Publication des chapitres de l’étude complète « Quantification des externalités de l’Agriculture Biologique »
Après la présentation des résultats lors d’un colloque en juin dernier et la publication de 4 synthèses, l’ITAB a publié les rapports complets détaillés de son étude sur la “Quantification des externalités de l’Agriculture Biologique”. Financée par le Ministère de la Transition Écologique, et réalisée avec l’appui de chercheurs INRAE-INSERM-ISARA. Cette étude scientifique aborde 4 thématiques :
Au vu de ses externalités, l’agriculture biologique (AB) constitue un atout pour notre société
Les activités agricoles génèrent, parallèlement à la production de biens agricoles, des externalités négatives (coûts sociaux) ou positives (bénéfices) non prises en compte par le marché.

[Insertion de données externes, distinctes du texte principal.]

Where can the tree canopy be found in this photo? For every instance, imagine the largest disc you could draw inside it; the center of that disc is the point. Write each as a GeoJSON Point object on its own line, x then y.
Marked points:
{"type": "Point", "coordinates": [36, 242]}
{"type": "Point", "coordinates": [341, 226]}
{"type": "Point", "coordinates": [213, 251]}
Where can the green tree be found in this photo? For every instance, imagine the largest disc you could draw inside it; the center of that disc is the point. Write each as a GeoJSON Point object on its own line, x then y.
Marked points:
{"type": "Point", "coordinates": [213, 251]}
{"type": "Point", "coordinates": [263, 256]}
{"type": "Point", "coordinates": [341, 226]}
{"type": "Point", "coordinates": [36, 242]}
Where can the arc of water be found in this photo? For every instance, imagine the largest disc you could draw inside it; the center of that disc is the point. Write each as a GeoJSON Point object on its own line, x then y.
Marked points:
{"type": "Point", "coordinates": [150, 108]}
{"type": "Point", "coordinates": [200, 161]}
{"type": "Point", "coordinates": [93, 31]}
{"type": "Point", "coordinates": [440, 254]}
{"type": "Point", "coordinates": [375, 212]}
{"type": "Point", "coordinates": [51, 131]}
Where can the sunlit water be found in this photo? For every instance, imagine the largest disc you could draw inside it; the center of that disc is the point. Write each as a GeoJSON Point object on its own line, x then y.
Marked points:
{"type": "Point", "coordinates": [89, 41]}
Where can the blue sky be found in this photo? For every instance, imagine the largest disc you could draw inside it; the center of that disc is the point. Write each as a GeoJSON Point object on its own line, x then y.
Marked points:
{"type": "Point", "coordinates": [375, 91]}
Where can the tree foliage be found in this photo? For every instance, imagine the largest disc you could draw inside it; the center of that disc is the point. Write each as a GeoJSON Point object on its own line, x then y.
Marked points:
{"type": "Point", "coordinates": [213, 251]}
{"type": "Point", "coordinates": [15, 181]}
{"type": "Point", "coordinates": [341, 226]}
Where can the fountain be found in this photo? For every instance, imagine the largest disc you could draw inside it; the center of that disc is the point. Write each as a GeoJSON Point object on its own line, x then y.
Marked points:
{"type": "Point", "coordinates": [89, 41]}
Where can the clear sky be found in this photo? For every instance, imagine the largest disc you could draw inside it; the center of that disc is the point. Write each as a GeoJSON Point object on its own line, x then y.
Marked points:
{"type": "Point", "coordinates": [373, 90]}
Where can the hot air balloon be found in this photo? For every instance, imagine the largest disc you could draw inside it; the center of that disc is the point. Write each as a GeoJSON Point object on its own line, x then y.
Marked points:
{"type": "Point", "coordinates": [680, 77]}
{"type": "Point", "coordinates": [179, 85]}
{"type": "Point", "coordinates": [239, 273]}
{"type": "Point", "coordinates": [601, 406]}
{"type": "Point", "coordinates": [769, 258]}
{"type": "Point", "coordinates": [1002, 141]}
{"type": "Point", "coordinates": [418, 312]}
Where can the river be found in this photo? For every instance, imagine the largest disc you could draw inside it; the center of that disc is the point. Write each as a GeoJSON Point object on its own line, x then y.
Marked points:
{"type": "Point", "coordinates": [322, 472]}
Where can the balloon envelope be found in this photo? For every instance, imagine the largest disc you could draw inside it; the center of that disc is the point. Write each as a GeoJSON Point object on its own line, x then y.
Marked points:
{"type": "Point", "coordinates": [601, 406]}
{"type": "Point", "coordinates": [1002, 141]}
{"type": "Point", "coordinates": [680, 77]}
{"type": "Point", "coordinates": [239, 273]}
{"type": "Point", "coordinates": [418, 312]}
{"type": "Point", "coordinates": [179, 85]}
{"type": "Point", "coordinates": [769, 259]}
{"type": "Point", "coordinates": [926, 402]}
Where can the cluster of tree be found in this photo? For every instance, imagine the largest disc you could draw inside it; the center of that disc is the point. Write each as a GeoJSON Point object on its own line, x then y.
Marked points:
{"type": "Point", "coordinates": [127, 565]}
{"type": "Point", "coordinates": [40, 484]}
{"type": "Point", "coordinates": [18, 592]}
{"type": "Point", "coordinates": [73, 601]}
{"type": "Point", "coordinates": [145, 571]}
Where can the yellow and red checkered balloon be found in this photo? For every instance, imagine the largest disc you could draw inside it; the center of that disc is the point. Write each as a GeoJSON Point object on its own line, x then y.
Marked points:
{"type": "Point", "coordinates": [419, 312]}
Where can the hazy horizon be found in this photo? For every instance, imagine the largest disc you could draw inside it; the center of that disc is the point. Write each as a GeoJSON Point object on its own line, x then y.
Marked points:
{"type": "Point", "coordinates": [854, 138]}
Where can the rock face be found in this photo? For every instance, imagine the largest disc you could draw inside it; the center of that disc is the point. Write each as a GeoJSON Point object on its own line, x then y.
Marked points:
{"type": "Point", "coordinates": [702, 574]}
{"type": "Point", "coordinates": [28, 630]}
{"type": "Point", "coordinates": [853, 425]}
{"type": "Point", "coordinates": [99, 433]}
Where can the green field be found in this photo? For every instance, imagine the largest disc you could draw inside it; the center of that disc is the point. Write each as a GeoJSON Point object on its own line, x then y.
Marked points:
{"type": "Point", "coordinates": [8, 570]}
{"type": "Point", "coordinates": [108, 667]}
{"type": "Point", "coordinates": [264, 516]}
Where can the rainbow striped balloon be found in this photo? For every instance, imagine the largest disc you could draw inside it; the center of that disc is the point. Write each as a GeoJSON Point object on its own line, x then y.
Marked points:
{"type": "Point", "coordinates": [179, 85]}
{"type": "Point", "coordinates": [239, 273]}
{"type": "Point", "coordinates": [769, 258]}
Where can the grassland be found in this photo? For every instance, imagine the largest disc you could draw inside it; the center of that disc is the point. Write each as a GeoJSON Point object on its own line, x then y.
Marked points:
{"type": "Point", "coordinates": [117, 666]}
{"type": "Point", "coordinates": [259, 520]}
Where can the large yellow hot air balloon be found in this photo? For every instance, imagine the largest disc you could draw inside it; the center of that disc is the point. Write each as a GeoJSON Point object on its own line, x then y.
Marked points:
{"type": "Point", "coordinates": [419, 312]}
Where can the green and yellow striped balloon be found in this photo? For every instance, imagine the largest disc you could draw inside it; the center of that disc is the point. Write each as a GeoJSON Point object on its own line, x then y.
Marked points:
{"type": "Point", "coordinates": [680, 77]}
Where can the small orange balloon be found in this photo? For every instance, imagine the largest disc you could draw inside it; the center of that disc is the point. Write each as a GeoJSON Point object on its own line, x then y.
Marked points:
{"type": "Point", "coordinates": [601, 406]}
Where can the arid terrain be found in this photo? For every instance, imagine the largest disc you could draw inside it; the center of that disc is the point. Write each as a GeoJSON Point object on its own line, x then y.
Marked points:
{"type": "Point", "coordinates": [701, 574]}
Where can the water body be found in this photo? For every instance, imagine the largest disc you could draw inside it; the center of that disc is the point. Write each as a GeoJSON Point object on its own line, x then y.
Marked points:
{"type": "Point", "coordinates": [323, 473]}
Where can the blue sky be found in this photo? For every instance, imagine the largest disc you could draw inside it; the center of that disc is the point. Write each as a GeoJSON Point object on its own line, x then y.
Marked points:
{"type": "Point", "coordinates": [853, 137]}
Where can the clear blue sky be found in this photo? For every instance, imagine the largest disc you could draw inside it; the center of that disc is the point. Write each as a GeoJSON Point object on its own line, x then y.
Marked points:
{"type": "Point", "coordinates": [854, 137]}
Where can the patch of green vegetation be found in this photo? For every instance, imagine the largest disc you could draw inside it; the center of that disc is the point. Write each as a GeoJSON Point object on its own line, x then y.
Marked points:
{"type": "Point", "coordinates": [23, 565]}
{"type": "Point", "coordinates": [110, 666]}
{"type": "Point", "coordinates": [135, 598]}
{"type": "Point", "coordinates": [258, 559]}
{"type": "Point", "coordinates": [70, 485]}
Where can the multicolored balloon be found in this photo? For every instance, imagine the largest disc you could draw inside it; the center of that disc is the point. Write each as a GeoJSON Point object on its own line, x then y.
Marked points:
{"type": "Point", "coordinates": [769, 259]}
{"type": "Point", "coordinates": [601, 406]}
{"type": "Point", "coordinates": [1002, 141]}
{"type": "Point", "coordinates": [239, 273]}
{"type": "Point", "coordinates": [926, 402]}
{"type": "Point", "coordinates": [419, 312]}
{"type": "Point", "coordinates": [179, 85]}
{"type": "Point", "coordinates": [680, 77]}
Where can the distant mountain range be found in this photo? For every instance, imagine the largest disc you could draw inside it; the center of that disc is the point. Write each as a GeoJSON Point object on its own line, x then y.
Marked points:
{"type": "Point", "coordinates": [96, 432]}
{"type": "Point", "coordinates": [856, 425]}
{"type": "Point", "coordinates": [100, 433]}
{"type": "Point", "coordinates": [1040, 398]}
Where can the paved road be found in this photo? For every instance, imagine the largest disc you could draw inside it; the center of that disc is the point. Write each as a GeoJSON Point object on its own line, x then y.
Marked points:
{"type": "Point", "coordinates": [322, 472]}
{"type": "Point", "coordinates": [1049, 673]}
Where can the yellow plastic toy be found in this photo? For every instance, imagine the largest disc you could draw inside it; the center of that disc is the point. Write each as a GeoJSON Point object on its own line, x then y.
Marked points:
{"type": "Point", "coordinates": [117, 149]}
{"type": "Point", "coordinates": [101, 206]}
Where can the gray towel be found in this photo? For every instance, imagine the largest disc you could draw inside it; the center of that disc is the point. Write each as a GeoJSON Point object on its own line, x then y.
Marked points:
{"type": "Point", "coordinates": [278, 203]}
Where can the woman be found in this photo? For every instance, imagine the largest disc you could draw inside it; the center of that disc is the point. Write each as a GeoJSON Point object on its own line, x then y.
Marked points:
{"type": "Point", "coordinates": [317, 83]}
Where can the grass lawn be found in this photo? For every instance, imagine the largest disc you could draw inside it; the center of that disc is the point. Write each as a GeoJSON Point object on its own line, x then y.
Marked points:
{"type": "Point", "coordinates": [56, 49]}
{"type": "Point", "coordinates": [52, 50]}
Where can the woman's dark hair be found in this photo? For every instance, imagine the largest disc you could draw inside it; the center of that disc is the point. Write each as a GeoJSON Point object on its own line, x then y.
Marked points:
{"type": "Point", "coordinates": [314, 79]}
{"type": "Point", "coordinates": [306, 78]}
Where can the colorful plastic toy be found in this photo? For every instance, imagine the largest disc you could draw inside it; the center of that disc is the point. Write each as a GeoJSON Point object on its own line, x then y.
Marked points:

La réduction des externalités négatives et l’accroissement des externalités positives représentent un enjeu pour la collectivité.
Dans le cadre des défis complexes auxquels sont exposés nos modes de production agricole et alimentaire, ce nouvel état des connaissances a passé en revue et synthétisé plus de 800 articles scientifiques et conclut sur les nombreux atouts sociétaux de l’AB en termes de préservation des ressources naturelles, du climat et de la santé humaine.
En effet, l’interdiction des intrants de synthèse dans le Règlement européen induit un certain nombre de pratiques vertueuses en moyenne plus fréquemment mises en œuvre en AB, à savoir notamment des rotations plus longues et diversifiées des cultures, une implantation renforcée de légumineuses, de moindres apports d’azote, etc.
Ainsi, de manière générale, les pratiques de l’AB sont favorables à la qualité des sols et renforcent les services environnementaux. Par ailleurs, augmenter la part de la surface cultivée en AB dans les espaces agricoles a un effet positif sur la diversité d’espèces, de plantes et de pollinisateurs.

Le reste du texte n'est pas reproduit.